Amid growing secularism, church leaders in Europe have long fought against progressive attempts to broaden legal protections for practices such as abortion and euthanasia, and they have consistently rallied against the rise of nationalist populism while advocating for a collective policy on issues such as migration and health, following the COVID-19 pandemic.

Their statement also comes after France recently became the first country to enshrine abortion as a constitutional right, a move some observers fear might spark similar legislative reforms in other countries throughout Europe.

In their statement, COMECE and the other signatories observed that “the importance of the Christian tradition as the ‘milieu’ in which today’s European values were established is being overlooked.”

“Precisely in this pre-election period, we, as Christians, express our willingness to ensure a substantial and in-depth political dialogue that would also be an opportunity to express our firm commitment to European values and the EU acquis,” they said.

They lamented that values such as peace, stability, prosperity and the rule of law “rather than rule by power,” which for years were taken for granted, “have now been torn apart.”

In addition, they also said a growing sense of fear and insecurity is dominating the perspective of a large portion of EU citizens on the future of Europe and the world.

“Fear motivates some of them to seek solutions and spiritual support in an objectified and instrumentalized version of tradition, sometimes disguised as an appeal to ‘traditional values,’” they said, criticizing the use of faith-based principles for political ends.

In these cases, they said, concepts such as ‘homeland’ and ‘religion’ “are weaponized, and dubious historical figures are turned into heroes.”

“All this takes place in a divided public place, increasingly characterized by polarization, and influenced by disinformation distributed in digital social networks,” they said, saying this obscures the possibility of dialogue and undermines receptivity to the opinion of experts, as well as “respectful disagreement.”

They said they have frequently observed a “reality of parallel monologues, as well as the development of closed community groups in which opinions devoid of critical thinking and counterargument are created and divulgated.”

In this environment, and with elections on the horizon, the signatories voiced their belief that Europe’s leaders and its political factions “are being called to reshape their own narratives based on the long-term trends that characterize the European integration process.”

Christian values, which are embraced by a large portion of European citizens, “can provide a guarantee of a safe approach to the changes and challenges we face,” they said.

To this end, they said it is essential for all European factions to take Christian values into account when it comes to policy, especially on core issues “and in a labyrinthine political landscape where citizens are particularly concerned about any shifting and unstable norms.”

The signatories assured of their commitment to working together in a dynamic and inclusive way in order to promote “a positive European agenda” in which Christian values serve as an inspiration.

They called for an open and stable dialogue with churches as outlined in the Treaty of Lisbon, and specifically called on political groups of the European Union, the various political parties, and all candidates for European Parliament to recognize Christian values “as a main foundation of the European project.”

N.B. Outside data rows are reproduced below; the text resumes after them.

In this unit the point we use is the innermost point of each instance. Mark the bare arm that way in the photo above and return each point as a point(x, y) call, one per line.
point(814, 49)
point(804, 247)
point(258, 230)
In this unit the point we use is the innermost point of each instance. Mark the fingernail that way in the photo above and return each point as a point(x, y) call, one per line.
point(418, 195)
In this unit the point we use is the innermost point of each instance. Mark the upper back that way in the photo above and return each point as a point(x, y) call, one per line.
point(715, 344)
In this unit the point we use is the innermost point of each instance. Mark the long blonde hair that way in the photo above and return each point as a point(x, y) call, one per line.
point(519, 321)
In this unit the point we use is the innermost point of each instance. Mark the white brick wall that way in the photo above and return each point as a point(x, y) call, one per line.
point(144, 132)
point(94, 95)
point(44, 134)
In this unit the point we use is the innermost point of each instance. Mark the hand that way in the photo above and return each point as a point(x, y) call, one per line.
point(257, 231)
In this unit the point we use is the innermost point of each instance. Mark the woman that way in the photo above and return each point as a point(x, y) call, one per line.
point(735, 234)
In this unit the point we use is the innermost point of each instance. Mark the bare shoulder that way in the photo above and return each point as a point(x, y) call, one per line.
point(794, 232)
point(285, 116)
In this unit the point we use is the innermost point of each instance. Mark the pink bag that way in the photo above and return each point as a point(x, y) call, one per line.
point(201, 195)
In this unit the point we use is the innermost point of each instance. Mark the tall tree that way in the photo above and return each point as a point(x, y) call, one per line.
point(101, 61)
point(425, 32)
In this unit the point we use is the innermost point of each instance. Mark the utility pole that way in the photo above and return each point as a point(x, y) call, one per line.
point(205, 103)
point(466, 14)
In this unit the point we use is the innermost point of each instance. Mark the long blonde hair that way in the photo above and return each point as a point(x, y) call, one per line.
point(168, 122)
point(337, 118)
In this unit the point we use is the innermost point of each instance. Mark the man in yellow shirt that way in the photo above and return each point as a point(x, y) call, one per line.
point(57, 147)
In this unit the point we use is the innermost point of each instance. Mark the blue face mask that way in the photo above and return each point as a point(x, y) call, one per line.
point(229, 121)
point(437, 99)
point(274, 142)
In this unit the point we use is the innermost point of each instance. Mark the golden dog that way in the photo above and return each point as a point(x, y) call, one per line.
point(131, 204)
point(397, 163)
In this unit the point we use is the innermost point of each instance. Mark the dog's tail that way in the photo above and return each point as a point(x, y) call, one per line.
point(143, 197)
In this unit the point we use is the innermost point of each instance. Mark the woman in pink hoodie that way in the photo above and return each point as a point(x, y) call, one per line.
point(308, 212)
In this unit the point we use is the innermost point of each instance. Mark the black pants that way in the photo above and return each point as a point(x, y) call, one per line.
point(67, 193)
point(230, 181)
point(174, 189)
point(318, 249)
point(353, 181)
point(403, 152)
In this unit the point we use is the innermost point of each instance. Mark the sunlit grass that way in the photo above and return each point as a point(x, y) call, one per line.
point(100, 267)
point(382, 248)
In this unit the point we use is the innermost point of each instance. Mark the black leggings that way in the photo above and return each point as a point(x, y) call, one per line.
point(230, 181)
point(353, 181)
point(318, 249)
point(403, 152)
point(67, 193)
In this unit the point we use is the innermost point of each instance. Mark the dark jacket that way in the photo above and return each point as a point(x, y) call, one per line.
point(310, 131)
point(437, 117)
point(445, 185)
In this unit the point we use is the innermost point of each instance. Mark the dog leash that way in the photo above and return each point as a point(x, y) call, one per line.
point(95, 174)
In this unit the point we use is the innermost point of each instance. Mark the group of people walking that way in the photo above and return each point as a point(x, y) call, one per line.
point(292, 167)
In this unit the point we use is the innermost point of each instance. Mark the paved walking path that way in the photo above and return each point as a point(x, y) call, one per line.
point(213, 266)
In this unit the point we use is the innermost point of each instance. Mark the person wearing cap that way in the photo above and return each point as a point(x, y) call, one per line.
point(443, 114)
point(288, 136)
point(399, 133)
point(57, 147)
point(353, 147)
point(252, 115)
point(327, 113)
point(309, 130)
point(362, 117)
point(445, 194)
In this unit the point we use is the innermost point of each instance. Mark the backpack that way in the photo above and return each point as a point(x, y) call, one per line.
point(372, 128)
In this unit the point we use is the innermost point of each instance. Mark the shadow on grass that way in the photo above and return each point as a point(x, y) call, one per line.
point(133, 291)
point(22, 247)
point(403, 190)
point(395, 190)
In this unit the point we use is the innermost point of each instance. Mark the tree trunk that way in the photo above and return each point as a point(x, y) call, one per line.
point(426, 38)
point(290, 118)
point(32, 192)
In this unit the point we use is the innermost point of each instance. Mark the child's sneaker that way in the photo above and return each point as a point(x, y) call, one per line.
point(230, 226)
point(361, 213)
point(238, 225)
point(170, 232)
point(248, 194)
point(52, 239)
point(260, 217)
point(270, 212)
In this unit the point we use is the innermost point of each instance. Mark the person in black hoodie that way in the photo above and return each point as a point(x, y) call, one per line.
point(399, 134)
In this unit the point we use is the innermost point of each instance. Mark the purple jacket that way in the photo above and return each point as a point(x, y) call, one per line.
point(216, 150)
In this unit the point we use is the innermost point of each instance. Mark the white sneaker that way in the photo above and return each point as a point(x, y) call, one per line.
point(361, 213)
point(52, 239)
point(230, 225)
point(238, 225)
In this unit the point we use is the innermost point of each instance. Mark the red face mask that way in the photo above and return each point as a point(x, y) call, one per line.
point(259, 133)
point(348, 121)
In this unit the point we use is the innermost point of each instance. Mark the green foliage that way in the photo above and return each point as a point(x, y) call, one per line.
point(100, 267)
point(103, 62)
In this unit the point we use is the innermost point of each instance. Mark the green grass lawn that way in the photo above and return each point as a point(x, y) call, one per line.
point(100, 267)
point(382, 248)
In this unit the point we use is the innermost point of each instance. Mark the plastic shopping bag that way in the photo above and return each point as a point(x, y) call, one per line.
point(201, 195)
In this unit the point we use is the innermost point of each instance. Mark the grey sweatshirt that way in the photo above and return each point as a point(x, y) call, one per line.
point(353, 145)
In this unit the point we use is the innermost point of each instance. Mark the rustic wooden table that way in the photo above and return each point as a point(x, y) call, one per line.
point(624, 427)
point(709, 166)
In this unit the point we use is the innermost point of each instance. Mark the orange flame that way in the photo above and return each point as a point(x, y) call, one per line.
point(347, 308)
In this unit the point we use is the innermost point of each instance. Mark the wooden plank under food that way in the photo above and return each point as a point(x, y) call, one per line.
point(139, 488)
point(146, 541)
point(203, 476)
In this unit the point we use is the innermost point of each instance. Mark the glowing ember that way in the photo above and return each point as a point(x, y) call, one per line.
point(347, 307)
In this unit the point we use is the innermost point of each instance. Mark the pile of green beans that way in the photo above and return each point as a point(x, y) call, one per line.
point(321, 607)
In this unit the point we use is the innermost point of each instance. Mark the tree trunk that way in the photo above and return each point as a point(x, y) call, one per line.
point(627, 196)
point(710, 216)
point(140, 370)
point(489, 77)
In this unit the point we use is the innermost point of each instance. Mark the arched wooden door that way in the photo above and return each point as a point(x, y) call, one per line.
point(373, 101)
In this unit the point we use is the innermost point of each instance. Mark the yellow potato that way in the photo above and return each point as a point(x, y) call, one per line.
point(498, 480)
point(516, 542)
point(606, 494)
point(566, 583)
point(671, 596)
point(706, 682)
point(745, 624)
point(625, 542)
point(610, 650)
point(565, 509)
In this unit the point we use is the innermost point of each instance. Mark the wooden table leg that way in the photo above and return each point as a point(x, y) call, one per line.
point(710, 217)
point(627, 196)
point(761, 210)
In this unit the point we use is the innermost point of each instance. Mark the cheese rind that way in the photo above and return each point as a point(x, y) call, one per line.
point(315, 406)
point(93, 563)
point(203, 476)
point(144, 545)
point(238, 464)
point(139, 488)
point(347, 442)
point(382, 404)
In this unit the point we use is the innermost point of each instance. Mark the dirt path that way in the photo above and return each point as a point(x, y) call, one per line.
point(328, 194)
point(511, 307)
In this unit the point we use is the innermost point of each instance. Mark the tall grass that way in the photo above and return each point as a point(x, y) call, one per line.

To this end, they asked specifically that article 17 of the Treaty on the Functioning of the European Union – which introduced a legal obligation for the EU to conduct regular, open, and transparent dialogue with churches, religious associations, and non-confessional organizations – to be better implemented.

Signatories also asked that EU leaders and entities “fight against the instrumentalization of Christian values for political interests and in the perspective of ethno-racial narratives,” and promote Christian values in political programs and pre-election campaigns as June approaches.